A second example: the very first time I published a class's writing on the Web (in the Fall of 1995), I was contacted by an overseas publisher who sought permission to reproduce my students' work as examples of "everyday speech" in an ESL textbook. I turned the offer down -- without consulting the students -- partly due to sketchy details about the nature of the publication, but also because the potential for commercial use of some or all of the student texts would have disqualified them from hosting by the English Department's server.

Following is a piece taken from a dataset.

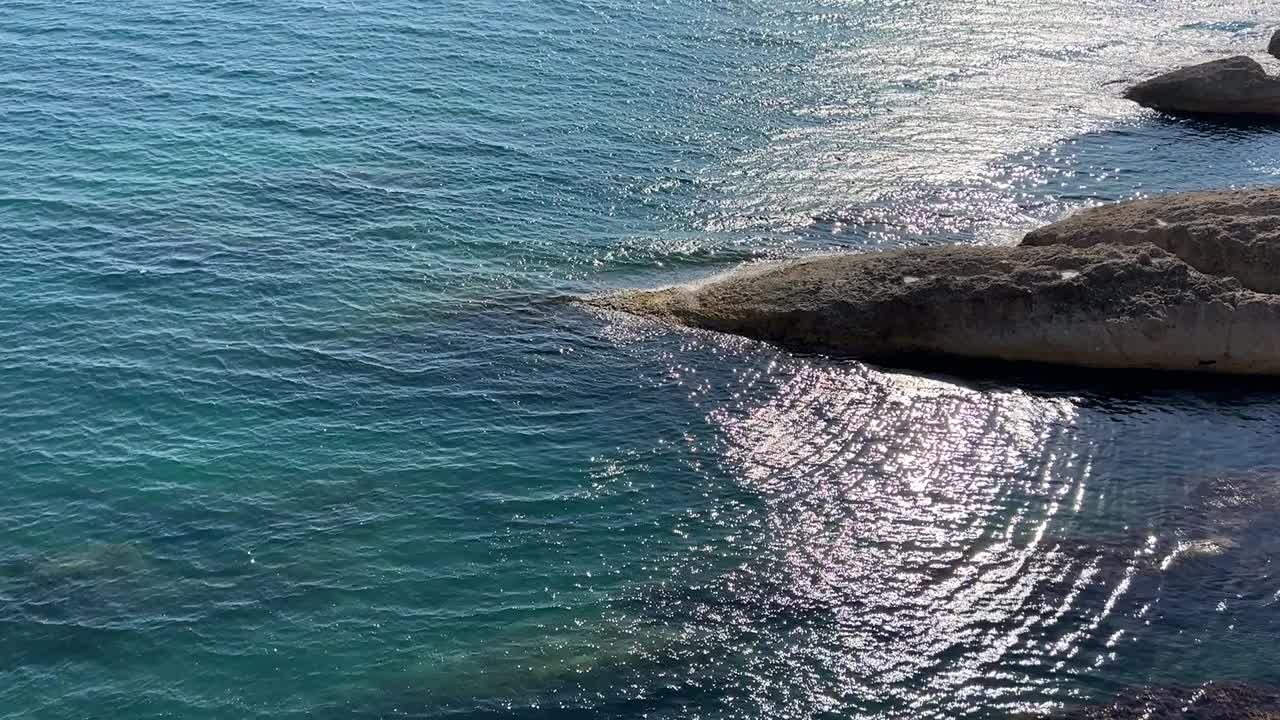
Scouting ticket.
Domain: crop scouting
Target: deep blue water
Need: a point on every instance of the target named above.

I still stand by my decision, but in retrospect I suppose I might be reasonably asked to elaborate by what authority I presumed to speak for my fifteen students, who presumably retained some rights over their essays and might be entitled to remove them from the Virginia server and re-use the work for their own (potential) profit.

Should intellectual property rights for published student writing be divided between teacher and student? Can an instructor claim any responsibility over a student text once it crosses the threshold of publication? While it is true that any undergraduate scholarly writing likely to see publication will not be strictly the author's "own" in the sense that it will have benefited heavily from an instructor's comments and strategies for revision, this is not any less true for a graduate student publishing a thesis chapter (which will have been read and commented on by his or her advisors), or for academic authors of any rank who benefit from the comments of reviewers and referees.

So in that respect, undergraduate writing can be comfortably situated along the continuum of the scholarly writing process more generally. Yet, it is also true that undergraduate student writers who publish their work (online or otherwise) generally do not do so with quite the same professional investment or authority as a graduate student or faculty member. This was the case for my own students in Kairos, for although the overall quality of their work was very high, and much of it could have stood on its own, the whole was still framed by my own introductory comments addressing (among other matters) the rationale for the student projects' appearing in a scholarly journal (the Kairos staff and I took to calling this document the projects' "wrapper").

Neither Kairos nor I felt that publishing the student work simply on its own merits as critical writing would have been as useful or effective as presenting it in the context of a window into a classroom -- and even the most de-centered classroom reveals inequities of power dynamics. Clearly then there are material realities (or conventions) that impinge on the oft-rehearsed claims that electronic writing environments are inherently democratizing; but does any of the above suggest that when publishing in a scholarly journal, an undergraduate student ought retain anything less than the full rights to his or her work?

Push come to shove, I would say not.